FCSI UK & Ireland’s first insight report – A Taste of the Future – takes a unique look into the future of foodservice, outlining the significant future issues and growth opportunities to which attention needs to be paid.
Sixty-four consultants were surveyed on key sector trends by Allegra Strategies, who then conducted in-depth online interviews to investigate the trends in more detail, which the report reveals to be: sustainability, economic challenges and healthier eating.
Chairman of FCSI UK & Ireland, David Bentley, says: “The foodservice sector has been squeezed on a number of fronts: persistently tough trading conditions; the VAT increase; a culture of discounting; a growing appetite for casual dining and an intensifying government focus on healthy eating in the face of rising obesity levels.
“If the last three years have been turbulent, the next three promise to be equally testing. But as Benjamin Disraeli said: “the secret of success in life is for a man to be ready for his opportunity when it comes.” For the foodservice sector, being ready will mean not just meeting current challenges, but preparing for future trends and prioritising the areas that will deliver growth. Our report sets out to outline the future issues and growth opportunities that the industry should be aware of.”
Sustainability
Sustainability is a growing and high profile priority which is forecast to have the biggest impact upon the foodservice sector. Customer demands require that every organization ‘does its bit’, whilst increasing legislation is designed to ensure progress (for example, reporting emissions data in company annual reports).
But are caterers taking sustainability seriously, or settling for ‘greenwash’? Only 43% of consultants believe that it is being taken seriously, with cost perceived as the main barrier: the cost of equipment, waste disposal, staff time, researching options, red tape and administration… all these and more discourage companies from tackling the complexities of the real issues.

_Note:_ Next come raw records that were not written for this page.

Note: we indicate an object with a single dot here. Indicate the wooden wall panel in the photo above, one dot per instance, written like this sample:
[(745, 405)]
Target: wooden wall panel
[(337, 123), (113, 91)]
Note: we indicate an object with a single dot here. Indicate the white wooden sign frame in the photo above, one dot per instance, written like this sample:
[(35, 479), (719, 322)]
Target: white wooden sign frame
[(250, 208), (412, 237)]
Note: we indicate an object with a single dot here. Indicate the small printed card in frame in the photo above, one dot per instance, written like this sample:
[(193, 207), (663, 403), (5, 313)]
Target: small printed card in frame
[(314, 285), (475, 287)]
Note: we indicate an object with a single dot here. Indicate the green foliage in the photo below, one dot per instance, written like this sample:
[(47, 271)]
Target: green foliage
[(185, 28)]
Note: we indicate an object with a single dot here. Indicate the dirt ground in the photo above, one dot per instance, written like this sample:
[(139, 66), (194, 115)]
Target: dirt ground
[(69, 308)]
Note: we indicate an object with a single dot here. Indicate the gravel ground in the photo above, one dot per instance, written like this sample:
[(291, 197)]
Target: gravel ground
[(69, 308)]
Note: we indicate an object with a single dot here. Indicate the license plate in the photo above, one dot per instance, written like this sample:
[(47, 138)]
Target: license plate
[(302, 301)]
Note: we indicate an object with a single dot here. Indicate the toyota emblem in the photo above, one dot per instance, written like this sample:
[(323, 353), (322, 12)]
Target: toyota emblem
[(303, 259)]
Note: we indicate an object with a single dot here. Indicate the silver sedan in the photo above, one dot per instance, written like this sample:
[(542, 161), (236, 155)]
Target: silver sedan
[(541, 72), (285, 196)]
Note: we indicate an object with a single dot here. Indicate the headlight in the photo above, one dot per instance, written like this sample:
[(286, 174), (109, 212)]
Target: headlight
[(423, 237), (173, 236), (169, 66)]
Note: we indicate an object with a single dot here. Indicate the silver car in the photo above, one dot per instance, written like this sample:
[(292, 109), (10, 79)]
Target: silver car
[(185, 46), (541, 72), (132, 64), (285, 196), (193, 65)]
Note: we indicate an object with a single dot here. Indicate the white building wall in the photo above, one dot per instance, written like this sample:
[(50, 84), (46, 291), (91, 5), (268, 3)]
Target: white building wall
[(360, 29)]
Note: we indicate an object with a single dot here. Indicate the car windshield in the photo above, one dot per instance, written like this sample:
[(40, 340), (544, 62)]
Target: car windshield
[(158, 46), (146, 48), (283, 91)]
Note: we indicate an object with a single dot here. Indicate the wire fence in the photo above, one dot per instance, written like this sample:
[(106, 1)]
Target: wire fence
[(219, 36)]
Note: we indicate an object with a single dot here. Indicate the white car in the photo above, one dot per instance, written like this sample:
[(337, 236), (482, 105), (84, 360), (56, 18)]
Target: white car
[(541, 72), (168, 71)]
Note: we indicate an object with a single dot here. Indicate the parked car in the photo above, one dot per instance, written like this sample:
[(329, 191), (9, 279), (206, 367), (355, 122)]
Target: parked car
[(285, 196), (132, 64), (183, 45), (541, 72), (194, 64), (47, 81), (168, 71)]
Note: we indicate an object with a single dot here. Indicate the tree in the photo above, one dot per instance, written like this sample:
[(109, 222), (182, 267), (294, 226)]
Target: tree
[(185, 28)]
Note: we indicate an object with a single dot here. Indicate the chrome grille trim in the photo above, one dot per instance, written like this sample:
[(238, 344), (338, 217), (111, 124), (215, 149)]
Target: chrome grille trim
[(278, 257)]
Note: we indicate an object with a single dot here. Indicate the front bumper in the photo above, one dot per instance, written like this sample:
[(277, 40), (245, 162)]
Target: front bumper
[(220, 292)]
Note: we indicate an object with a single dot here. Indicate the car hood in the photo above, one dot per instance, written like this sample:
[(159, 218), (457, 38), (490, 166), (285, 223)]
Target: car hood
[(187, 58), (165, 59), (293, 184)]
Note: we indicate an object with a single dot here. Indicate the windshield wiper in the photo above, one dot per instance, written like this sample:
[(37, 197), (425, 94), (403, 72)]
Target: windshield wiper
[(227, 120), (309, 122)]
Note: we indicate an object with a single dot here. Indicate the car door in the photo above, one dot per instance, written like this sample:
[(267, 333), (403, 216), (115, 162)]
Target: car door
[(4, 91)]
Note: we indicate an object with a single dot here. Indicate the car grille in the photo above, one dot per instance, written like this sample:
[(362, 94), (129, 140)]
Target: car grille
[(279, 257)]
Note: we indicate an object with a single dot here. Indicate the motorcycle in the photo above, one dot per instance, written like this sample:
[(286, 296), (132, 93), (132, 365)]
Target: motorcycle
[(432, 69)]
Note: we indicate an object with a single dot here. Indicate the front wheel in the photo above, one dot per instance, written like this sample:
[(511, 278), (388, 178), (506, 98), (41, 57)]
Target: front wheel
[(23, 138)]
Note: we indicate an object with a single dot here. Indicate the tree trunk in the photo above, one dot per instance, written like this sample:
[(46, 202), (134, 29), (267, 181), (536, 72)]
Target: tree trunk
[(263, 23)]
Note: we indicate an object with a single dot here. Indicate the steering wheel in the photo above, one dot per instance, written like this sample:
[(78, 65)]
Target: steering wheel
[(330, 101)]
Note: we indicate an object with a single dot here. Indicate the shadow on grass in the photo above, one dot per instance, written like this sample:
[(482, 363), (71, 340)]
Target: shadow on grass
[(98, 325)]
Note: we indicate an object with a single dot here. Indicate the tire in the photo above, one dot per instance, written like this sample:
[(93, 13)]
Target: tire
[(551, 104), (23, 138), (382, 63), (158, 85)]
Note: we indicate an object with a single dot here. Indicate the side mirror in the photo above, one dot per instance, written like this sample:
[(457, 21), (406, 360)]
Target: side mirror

Local sourcing is regarded as an important trend by 54%, with 86% believing that it will have a serious impact on procurement in future years. Whilst independents and contract caterers are excelling here, branded restaurants and pub groups will need to take action, as will the supply chain if local sourcing is to become a reality.
Food security – defined as consumers having access at all times to sufficient, safe and nutritious food for an active and healthy life at affordable prices – is also seen as a growing and major concern, as illustrated by current grain shortages and price increases.
For 84%, water usage is the greatest threat of all: it is essential to reduce the ‘water footprint’ of menus. Just take a look at the water needed to produce everyday food and drink:
1 potato(100gm) takes 25 litres
1 glass beer (250ml) 75 litres
1 cup coffee (125ml) 140 litres
1 glass milk (200ml) 200 litres
1 hamburger (150gm) 2400 litres
1 kg meat 15000 litres
The problem is obvious, the answers must be found.
Energy reduction, waste management, and recycling are all addressed in the report.
Rising costs
Ongoing economic stagnation and the Eurozone crisis mean that mean that 52% regard rising costs and austerity measures as a key trend. The resulting squeeze on personal budgets, increasing cost awareness, and rising cost of living result in a market driven by value: 44% regard value for money as a key factor, whilst 55% see food quality as the most important factor in delivering superior customer experience.
Also important are restaurant design, employee talent and training, as well as fast and efficient service.
Healthier eating
25% of UK adults are currently ‘obese’, a figure that could increase to 50% by 2050! Clearly, the hospitality industry has a key role to play in tackling the poor diet – poor performance – poor health consumer spiral.
76% agree that consumers are already introducing more meat-free options into their diets; 65% see increasing consumption of white meat over red meat; with 31% seeing growth in vegetarian diets.
The industry needs to support the adoption of healthier diets with improved choice, range and portion size, removing unnecessary extras to help reduce consumption.
Conclusions
This report raises many interesting and challenging issues for the hospitality industry as a whole: many of those issues are already under consideration and in the process of being addressed, but it’s clear that that process will be forced to accelerate despite the many complexities to be tackled.
Increasing government and consumer pressure will require the sector to improve its sustainability credentials and share responsibility for the health of both the environment and the population. Lipservice will not suffice: energy management and monitoring, the development of waste efficiency and disposal, expanded use of recycling technology, development with suppliers of local sourcing – these all need to be prioritized.
To build on the opportunities for growth that exist and will develop, cost cutting must not be allowed to damage the quality of product or service on offer. Instead, investment in people, expansion to meet growing tourism, and building customer loyalty will all contribute to grasping the opportunities.